The National Institute of Standards and Technology held a workshop in April 1990 to examine the role of the government in standards-related activities. A major topic of discussion was whether there is a need for a coordinating function to facilitate the timely development of standards by existing standards organizations. (A potential model for such a coordinating role is the Standards Council in Canada, in which the government plays the coordinating role.) No strong consensus was reached. However, in a summary report the institute set forth a number of conclusions dealing with standardization and conformity assessment (Leight, 1990). Several of the conclusions related to the need for closer interactions between government and industry and the need for more effort by industry to support, participate in, and monitor standard-setting activities. The report called specifically for the government to “intensify negotiating efforts to ensure foreign acceptance of products based on testing and certification performed within the United States,” and to:

. . . sponsor or co-sponsor with interested parties from the private sector a series of workshops with various industry sectors to specify more precisely the needs for coordination and representation of U.S. conformity assessment interests abroad. Then, appropriate systems should be developed to meet those needs and to promote effective application of these mechanisms in behalf of U.S. manufacturers and exporters. Particular consideration should be focused on the division of

responsibilities between Government and the private sector in a cooperative mode of operation.

The danger in not maintaining leadership and full participation in international standards development is that U.S. industry will eventually be forced to accept the standards promulgated by other international or quasi-international groups such as the Community of European Nations. U.S. industry must be able to market its products within the world market without restrictive standardization barriers. Greater support and coordinated action by U.S. industry are essential to industry 's competitive future.

The resistance to change on the part of design engineers, materials manufacturers, and system developers is considerable–and understandable. This resistance is partly due to the fixed design concepts for systems and the high cost of requalifying materials when specifications are changed.

Inflexibility in manufacturing is an impediment to the introduction of new materials. The lack of involvement of materials experts in designing products and manufacturing operations often means that the selection of materials is frozen very early in the product development cycle. As a consequence, new materials and processes cannot be used to enhance products and improve manufacturing or to solve manufacturing problems. Once the product is manufactured, the process is frozen. Insertion programs to replace specific components with an improved material after a thorough design analysis are one way to break this impasse and allow improvements through incremental application of new materials technology. An example of such a program is the ceramic insertion program initiated by the Advanced Research Projects Agency in early 1991.

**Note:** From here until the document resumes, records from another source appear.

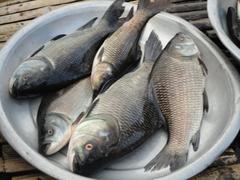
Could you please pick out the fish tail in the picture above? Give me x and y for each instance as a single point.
(167, 158)
(113, 13)
(153, 47)
(153, 6)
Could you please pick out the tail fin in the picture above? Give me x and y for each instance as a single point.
(167, 158)
(153, 48)
(114, 12)
(153, 6)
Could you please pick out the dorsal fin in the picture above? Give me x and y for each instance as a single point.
(88, 24)
(99, 57)
(91, 107)
(58, 37)
(38, 50)
(204, 67)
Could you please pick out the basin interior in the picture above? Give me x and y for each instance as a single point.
(22, 114)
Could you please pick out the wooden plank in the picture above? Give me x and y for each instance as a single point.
(1, 165)
(220, 173)
(16, 8)
(1, 45)
(10, 2)
(39, 176)
(187, 7)
(12, 27)
(13, 162)
(2, 140)
(196, 15)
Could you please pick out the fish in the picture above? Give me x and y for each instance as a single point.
(233, 26)
(121, 49)
(58, 113)
(120, 119)
(66, 58)
(179, 82)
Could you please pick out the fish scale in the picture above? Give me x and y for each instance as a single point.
(173, 85)
(127, 113)
(65, 58)
(121, 50)
(179, 83)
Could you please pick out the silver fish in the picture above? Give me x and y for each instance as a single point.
(119, 50)
(67, 58)
(120, 120)
(179, 82)
(58, 112)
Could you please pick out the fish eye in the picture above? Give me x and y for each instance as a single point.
(50, 132)
(26, 77)
(89, 147)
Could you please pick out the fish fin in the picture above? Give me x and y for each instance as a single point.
(88, 24)
(128, 17)
(138, 54)
(37, 51)
(42, 47)
(232, 23)
(79, 118)
(91, 107)
(196, 137)
(58, 37)
(204, 67)
(167, 158)
(153, 6)
(196, 140)
(106, 85)
(153, 47)
(113, 13)
(100, 55)
(153, 99)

For companies to take advantage of newly developed materials, their products and their associated manufacturing systems should be considered concurrently and with as much versatility as the particular application allows. System developers should be made aware of new materials that would provide superior performance. They should incorporate into their design and manufacturing scheme the potential to quickly insert improved materials technology at any point in the lifetime of the product family, not just during the initial design. This will allow the fairly rapid accumulation of realistic service experience. If low-risk opportunities are selected, the cost of these demonstrations can be minimized. It must be recognized, however, that the narrow focus of insertion programs, while important for building confidence, will limit the full performance potential of the material.

Another mechanism necessary to improve the manufacturing process is a closer working relationship between materials suppliers, parts fabricators, and end users. In commercializing the use of a new material, process, or product, industry is increasingly turning to consortia that offer the opportunity for shared technical development, shared risk and cost, and enhanced communications. The Automotive Composites Consortium is a good example in the structural materials area, while the Semiconductor Manufacturing Technology Corporation is a good example in the electronic materials and components area. Such consortia may or may not include government funding. Likewise, federal laboratories may be involved in such consortia if their expertise is applicable to the overall good.

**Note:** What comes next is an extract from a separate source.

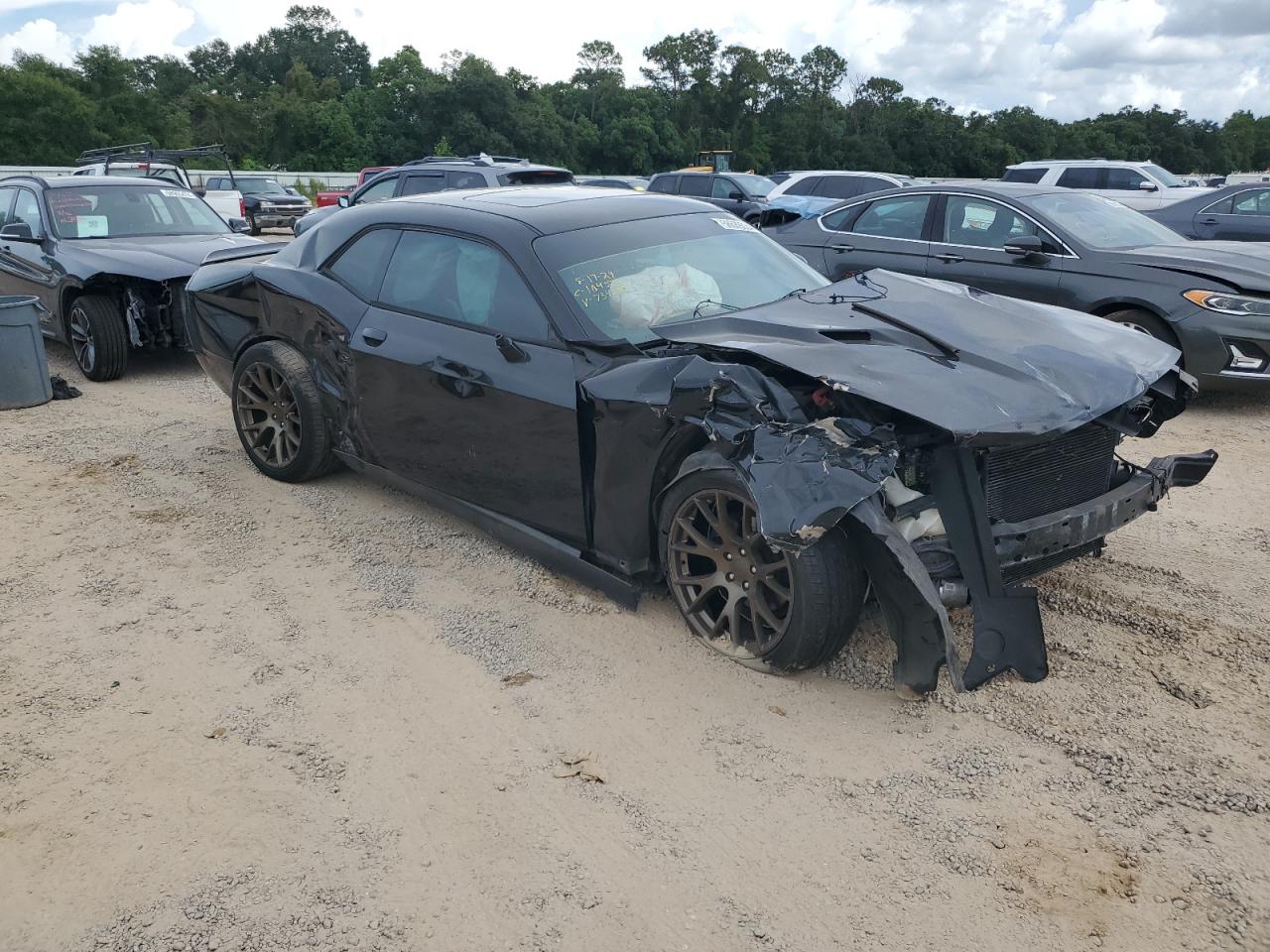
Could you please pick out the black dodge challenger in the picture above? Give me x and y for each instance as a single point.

During the 1970s and 1980s, engineering schools concentrated on teaching engineering science rather than engineering design (MSB, 1991). As a result, there is currently a shortage of the talent needed to take advantage of advanced materials through cost-effective design and new-product application.

Industries such as the automobile manufacturers are designing to engineering requirements derived from customer requirements that are established from market surveys and clinics. New concepts such as “design for manufacturability” and “design for assembly” are being used. In addition, the concept of recyclability of materials and components is becoming important. All of these approaches must be taught to materials engineers who will interface with, or in some cases practice, the engineering design of products.

It is essential that U.S. industry have an adequate supply of engineers who understand materials processing and manufacturing. Because government funding of university research primarily emphasizes basic research, students tend to be educated in those areas in which the research faculty are proficient–fundamental theory, analysis, and discovery –rather than in making things and making them work economically. The emphasis in university engineering education on materials design, materials processing, and manufacturing needs to be increased (NRC, 1989).

A valuable adjunct to academic programs would be some form of “practice school.” In this model, the student works on actual professional assignments in the field, with real responsibility, for several months at a time. This model could be adopted by materials and engineering departments for educating students in materials processing and manufacturing. The National Science Foundation's Engineering Research Centers and Science and Technology Centers Program are a step toward this concept. Germany's Fraunhofer Institutes, with their employment of doctoral students in research and their apprentice programs for masters and undergraduate students, are an even stronger embodiment of this approach.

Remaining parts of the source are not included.